Quote:
|
Almost all the bombing done by Bomber Command was area bombing because the couldn't get accurate enough to hit specific targets
|
45% of the bombing done by BC was area bombing, 55% attacks on precision targets.
Quote:
|
Interesting fact about Hamburg was the firestorm only resulted in 45 days of lost production
|
Bear in mind that Hamburg was the largest armaments centre in Germany, and that the city suffered an equivalent to
total loss of production for a significant period. As Middlebrook puts it:
Quote:
|
The general conclusion was that the Battle of Hamburg caused a loss of war production equivalent to the normal output of the entire city for 1.8 months of full production. Output returned to 80 per cent of normal within five months but full recovery was never achieved.
|
He gives as an example U boat production, with estimates that lost production accounted for 23 - 27 boats.
Quote:
|
I don't think it's that ridiculous Njaco, the reason being that it's true. Why else bomb the major cities when it was well known that the factories weren't located there ?
|
Factories were located in the cities. The German police report on the damage at Hamburg, for example, lists the following destruction:
Industrial and war-industry firms 580
Warehouses 7
Office buildings 379
Commercial premises (mostly shops etc.) 2,632
Banks, insurance offices etc. 88
Public utility premises 13
Transport premises 13
Public offices 145
Nazi Party offices 112
Military premises 80
Police, fire and civil-defence premises 197
Bridges 12
But the theory behind area bombing is that even the factories that aren't hit directly still lose production, because of disruption to water, gas and electricity supplies, blocked roads, scattered workers etc.
Middlebrook gives the example of Blohm und Voss shipyards in Hamburg, which suffered very little direct damage.
Before the raids on Hamburg, Blohm und Voss had 9,000 workers show up each day.
The day after the heaviest raid, 300 turned up for work.
A couple of days later 1,500 were back at work.
On the 1st September, more than a month after the raids, 5000 were showing up each day.
1st October, 2 months later, it was 7000.
1st November, 3 months after the raids, 7500.
In Hamburg war industries as a whole, on 1st October, 2 months after the raids, the percentage reduction in workers:
German men - 37.7%
German women - 55.4%
Foreign men - 60.2%
Foreign women - 66.7%
Total - 47.7%
And the reduction wasn't because the workers had been killed. The total death toll at Hamburg was about 45,000 out of a population of about 1.5 million. That's about 3%.

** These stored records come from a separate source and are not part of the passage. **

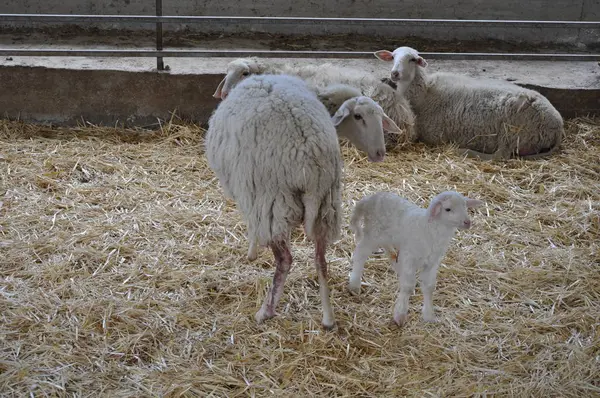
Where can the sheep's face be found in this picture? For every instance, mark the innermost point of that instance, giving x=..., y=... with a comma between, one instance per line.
x=451, y=209
x=362, y=121
x=237, y=71
x=406, y=60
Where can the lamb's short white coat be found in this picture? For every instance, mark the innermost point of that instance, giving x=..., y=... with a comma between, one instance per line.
x=420, y=237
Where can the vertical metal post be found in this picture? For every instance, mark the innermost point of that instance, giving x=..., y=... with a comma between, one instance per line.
x=159, y=61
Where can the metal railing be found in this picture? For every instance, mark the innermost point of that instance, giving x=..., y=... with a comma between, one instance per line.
x=160, y=53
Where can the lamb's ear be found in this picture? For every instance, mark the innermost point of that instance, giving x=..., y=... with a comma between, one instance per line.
x=389, y=125
x=473, y=203
x=384, y=55
x=342, y=113
x=434, y=210
x=218, y=93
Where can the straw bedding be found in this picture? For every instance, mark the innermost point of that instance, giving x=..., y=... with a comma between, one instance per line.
x=123, y=273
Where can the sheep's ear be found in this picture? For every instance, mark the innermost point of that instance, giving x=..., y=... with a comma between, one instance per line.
x=341, y=114
x=389, y=125
x=384, y=55
x=218, y=93
x=473, y=203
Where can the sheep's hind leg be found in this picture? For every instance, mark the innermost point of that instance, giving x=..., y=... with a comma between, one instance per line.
x=321, y=264
x=359, y=257
x=283, y=263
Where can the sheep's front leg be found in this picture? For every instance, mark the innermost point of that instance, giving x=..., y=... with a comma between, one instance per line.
x=253, y=249
x=321, y=264
x=283, y=263
x=407, y=277
x=359, y=257
x=427, y=279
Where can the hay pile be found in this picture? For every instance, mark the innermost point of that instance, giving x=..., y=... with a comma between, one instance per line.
x=123, y=273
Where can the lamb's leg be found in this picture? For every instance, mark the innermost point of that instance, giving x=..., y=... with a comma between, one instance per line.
x=359, y=257
x=283, y=263
x=321, y=263
x=408, y=279
x=253, y=249
x=427, y=280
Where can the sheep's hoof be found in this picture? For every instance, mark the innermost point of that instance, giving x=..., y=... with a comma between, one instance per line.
x=264, y=314
x=400, y=319
x=430, y=318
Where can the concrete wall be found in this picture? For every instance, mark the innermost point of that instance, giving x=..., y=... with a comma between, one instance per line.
x=587, y=10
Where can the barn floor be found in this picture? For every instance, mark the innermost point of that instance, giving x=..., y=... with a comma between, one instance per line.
x=123, y=273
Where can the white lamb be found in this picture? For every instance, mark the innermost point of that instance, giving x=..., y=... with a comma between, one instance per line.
x=419, y=236
x=486, y=118
x=274, y=148
x=322, y=79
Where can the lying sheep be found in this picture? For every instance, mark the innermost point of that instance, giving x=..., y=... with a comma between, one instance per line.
x=325, y=80
x=274, y=148
x=486, y=118
x=359, y=119
x=420, y=236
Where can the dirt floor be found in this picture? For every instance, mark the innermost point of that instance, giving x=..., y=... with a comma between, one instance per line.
x=123, y=273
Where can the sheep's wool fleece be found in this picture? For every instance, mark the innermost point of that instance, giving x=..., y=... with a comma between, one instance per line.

Not only was the percentage decline in industrial workers much larger than the overall percentage killed, but it was much larger in absolute numbers. At the start of October, 2 months after the bombing, attendance at Hamburg's war industries was down from 634,000 to 331,300. Over 300,000 workers had disappeared.
The difference between bombing (on all sides) and the holocaust is that bombing was intended to win the war by attacking the enemy. The holocaust was intended to eradicate those
designated as enemies, even though they were doing nothing to help the enemy war effort.